By way of the California gold rush in the mid 1800’s, thousands of migrant Chinese migrant workers came to the Okanagan and Similkameen valleys.

Many, the vast majority of them men, came to North America to escape political persecution in their homeland or to earn money to provide a better life for their families.

But despite toiling tirelessly in the mines and fields and working to stitch the country’s first railway together, their pages in our history books are few.

As a way to fill in some of those missing chapters, three regional historians are currently engaged in an ongoing project to shed light on what really took place.

Kim English of the Hedley Heritage Museum Society, Sarah Stanley of the South Similkameen Museum Society and Matteo Carboni of the Grist Mill and Gardens recently held a special public seminar at the Grist Mill to outline some of their findings and invite people to provide additional material.

“In part we don’t have that information because the history we have today is told through the lens of the different biases of the time,” said English.

“Those (biases) might be reflected through their political stances and we are trying to bring light to those times that tend to be missed throughout many parts of Canada.”

For a lot of the Chinese who came to Canada to work in the Southern Interior, they were treated as second-class citizens.

In Keremeos, Princeton and Hedley, they lived in some of the worst areas, in homes built on stilts by the river and other unfriendly locations.

“Much of the material we have came through local newspapers and Keremeos police ledgers,” said English.

“With that, they are often small fragments and pieces of stories of events that had happened but they’re summarized through a few short sentences and aren’t identified through named persons and are often derogatory in nature.”

After the gold rush ended and other employment dried up, many Chinese decided to stay on in their new country and worked in laundries, restaurants, farms, and other mines like mercury and borax.

It is relatives of those people who the local historians are hoping to reach to fill in a few more of the blanks in their research.

“We would very much like to hear from anyone who has any first-hand information about what their ancestors went through and how they came to be where they are,” said English.

“The reason for the presentation was to reconstruct as best as we could, with as little evidence as we have, our historic records on the Chinese communities.”

As well, she noted often in any sort of dispute the immigrants were typically assumed to be the guilty parties and without interpreters, were unable to mount any defence.

English remembered one story about an Asian man who apparently killed two of his co-workers and wound up in an Okanagan sanitarium.

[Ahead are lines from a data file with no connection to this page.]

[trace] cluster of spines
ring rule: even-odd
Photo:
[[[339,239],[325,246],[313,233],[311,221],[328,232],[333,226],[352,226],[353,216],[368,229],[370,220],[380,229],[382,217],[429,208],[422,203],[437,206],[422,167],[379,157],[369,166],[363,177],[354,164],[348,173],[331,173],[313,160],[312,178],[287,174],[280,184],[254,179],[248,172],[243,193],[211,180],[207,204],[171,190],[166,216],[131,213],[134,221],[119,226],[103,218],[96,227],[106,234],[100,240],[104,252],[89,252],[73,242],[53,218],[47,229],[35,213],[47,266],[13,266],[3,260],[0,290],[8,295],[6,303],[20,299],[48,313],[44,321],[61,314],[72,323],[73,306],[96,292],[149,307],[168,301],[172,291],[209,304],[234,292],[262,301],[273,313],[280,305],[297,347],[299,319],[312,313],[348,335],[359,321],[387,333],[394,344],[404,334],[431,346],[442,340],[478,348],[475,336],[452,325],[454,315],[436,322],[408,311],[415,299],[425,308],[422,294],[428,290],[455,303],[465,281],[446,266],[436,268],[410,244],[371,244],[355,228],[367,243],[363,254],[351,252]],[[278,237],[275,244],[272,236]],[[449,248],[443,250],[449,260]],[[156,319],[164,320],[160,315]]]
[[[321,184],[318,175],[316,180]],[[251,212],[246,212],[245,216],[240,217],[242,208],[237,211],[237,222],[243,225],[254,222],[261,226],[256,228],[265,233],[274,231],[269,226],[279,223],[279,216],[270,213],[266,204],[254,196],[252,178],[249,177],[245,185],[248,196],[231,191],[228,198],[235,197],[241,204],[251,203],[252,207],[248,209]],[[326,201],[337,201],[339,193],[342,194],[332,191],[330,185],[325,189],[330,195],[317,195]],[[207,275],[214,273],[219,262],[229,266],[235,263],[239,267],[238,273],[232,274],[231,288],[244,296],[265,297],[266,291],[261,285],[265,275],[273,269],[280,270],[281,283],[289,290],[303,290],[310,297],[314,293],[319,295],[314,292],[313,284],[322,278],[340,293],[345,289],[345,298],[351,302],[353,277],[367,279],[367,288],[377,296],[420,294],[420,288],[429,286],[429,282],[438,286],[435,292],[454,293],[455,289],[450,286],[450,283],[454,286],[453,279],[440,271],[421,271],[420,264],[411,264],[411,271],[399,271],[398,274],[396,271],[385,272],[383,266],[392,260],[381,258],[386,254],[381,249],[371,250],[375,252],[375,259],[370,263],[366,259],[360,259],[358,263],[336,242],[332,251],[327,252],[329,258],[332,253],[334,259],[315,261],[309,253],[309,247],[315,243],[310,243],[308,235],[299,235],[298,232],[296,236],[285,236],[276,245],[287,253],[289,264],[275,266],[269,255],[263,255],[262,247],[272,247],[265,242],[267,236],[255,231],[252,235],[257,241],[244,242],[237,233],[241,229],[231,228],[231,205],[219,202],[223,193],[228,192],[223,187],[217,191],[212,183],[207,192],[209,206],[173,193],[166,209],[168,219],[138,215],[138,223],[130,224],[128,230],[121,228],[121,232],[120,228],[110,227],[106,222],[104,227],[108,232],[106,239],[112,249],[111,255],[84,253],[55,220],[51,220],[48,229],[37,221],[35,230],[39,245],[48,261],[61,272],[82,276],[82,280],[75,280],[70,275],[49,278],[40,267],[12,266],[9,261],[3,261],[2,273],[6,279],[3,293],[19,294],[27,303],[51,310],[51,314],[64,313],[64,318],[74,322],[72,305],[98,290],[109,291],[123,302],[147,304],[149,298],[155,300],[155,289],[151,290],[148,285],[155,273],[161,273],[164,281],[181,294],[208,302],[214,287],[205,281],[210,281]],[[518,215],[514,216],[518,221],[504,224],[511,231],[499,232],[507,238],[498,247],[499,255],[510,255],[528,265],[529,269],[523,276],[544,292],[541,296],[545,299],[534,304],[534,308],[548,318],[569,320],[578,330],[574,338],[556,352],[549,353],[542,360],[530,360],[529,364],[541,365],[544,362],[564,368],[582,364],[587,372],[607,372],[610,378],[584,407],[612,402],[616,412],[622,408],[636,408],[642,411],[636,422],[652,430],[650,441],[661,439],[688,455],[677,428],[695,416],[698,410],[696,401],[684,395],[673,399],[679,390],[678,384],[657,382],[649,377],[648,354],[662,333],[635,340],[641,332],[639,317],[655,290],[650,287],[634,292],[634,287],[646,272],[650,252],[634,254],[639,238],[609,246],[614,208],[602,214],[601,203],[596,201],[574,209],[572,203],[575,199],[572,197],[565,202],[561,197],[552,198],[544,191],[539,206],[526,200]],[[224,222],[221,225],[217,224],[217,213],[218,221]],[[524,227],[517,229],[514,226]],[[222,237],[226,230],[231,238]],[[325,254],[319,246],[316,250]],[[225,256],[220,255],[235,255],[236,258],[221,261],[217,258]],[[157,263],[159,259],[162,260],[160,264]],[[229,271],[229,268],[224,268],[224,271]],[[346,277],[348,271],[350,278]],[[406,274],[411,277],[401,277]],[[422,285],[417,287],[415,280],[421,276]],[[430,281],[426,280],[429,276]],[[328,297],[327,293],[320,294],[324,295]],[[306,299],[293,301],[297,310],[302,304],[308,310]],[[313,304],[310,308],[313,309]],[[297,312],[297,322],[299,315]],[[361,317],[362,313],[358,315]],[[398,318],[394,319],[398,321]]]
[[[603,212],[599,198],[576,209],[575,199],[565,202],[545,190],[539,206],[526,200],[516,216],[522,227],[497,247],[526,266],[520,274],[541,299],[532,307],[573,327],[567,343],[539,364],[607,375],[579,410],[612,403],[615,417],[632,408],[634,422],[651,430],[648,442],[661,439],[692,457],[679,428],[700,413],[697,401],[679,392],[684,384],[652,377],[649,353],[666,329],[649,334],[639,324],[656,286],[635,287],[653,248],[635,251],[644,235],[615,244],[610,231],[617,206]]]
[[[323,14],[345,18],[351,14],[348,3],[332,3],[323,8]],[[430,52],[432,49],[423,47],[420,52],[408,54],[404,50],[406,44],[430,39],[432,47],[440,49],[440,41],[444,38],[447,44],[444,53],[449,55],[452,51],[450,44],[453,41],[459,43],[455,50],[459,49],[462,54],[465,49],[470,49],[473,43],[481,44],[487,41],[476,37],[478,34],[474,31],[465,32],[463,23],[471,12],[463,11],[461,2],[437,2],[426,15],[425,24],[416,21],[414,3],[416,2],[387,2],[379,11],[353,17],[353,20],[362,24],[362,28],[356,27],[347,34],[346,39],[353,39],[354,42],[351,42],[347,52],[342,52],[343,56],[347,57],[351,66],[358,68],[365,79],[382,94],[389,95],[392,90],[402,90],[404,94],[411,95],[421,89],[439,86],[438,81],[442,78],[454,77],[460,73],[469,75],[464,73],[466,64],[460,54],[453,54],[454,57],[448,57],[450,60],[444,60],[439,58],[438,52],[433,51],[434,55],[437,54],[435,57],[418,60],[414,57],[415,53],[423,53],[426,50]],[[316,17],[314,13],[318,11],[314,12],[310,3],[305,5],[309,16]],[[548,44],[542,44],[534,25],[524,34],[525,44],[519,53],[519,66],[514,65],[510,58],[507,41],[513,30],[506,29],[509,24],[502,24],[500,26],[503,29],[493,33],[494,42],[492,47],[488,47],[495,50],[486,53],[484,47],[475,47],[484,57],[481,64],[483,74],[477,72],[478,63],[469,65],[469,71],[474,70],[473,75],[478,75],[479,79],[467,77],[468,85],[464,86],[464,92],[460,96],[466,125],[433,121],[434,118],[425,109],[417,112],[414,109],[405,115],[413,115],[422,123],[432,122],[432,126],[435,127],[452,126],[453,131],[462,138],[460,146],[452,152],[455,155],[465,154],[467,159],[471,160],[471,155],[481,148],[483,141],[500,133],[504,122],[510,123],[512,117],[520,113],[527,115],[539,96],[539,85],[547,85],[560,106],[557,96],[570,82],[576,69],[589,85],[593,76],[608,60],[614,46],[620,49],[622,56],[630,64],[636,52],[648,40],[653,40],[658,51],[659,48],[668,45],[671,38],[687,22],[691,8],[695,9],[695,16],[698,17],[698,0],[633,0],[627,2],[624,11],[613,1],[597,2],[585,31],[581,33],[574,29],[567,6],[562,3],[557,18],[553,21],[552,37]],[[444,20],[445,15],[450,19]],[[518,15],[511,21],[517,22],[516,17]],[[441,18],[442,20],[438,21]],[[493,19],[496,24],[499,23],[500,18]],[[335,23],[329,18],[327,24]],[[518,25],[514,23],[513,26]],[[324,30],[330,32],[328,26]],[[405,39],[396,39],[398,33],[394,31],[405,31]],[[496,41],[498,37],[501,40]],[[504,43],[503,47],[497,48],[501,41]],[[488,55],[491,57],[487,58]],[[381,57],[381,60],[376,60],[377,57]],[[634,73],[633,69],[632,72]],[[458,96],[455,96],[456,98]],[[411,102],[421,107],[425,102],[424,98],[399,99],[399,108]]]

“This was a very dark part of Keremeos history,” she said. “But there are a lot different threads to the story we don’t know about.”

She feels it is critical to set the record straight, not only for the Chinese, but for everyone living in the area today.

“For all of us, whether we’re from this valley or wherever we come from, the museums and the historic keeping and the story sharing is a really important part of what makes us who we are,” said English.